Gudrun Høie

Personal information
- Born: 13 July 1970 (age 56) Kristiansund, Norway

Sport
- Sport: Wrestling

Medal record
Women's freestyle wrestling
Representing Norway
World Championships
| Gold medal – first place | 1989 | 57 kg |
| Gold medal – first place | 1990 | 57 kg |
| Gold medal – first place | 1993 | 57 kg |
| Gold medal – first place | 1998 | 57 kg |
| Silver medal – second place | 1991 | 57 kg |
| Bronze medal – third place | 1999 | 57 kg |

= Gudrun Høie =

Norwegian sport wrestler

Gudrun Anette Høie (born 13 July 1970) is a Norwegian sport wrestler from Kristiansund.

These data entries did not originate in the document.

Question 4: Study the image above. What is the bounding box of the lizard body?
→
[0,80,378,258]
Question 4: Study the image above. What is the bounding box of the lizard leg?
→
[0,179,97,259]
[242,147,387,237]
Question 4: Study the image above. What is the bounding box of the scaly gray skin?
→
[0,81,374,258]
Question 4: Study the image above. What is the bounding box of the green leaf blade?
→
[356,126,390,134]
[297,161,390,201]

She won a gold medal in the FILA Wrestling World Championships in 1989, 1990, 1993 and 1998, a silver medal in 1991, and bronze in 1999. She was European champion in sumo wrestling in 1998. She has won the National Championships nine times.

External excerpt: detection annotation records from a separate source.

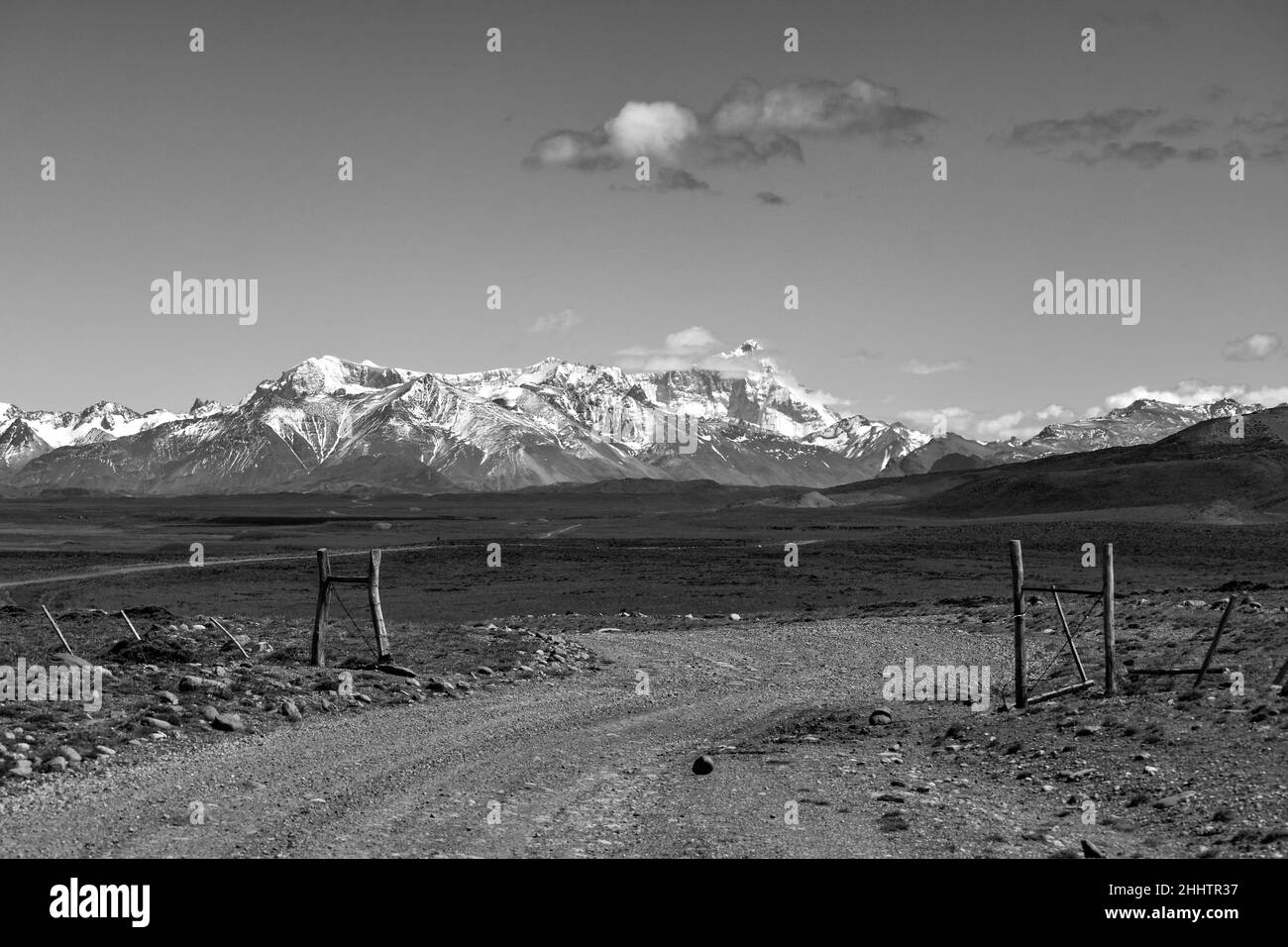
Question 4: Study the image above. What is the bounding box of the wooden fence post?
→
[1190,591,1237,690]
[1100,543,1118,697]
[368,549,390,665]
[1012,540,1029,708]
[42,605,76,655]
[121,608,143,642]
[312,549,331,668]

She became known in Norway, when she, as the first in Norway, was suspended from her sport for not having revealed her whereabouts to the national anti-doping agency. The suspension lasted from April to November 2007, and destroyed her form for the 2008 Summer Olympics.

She stands tall. Outside of sport, she works as a physician in Kristiansund. She represented the club Kristiansund AK.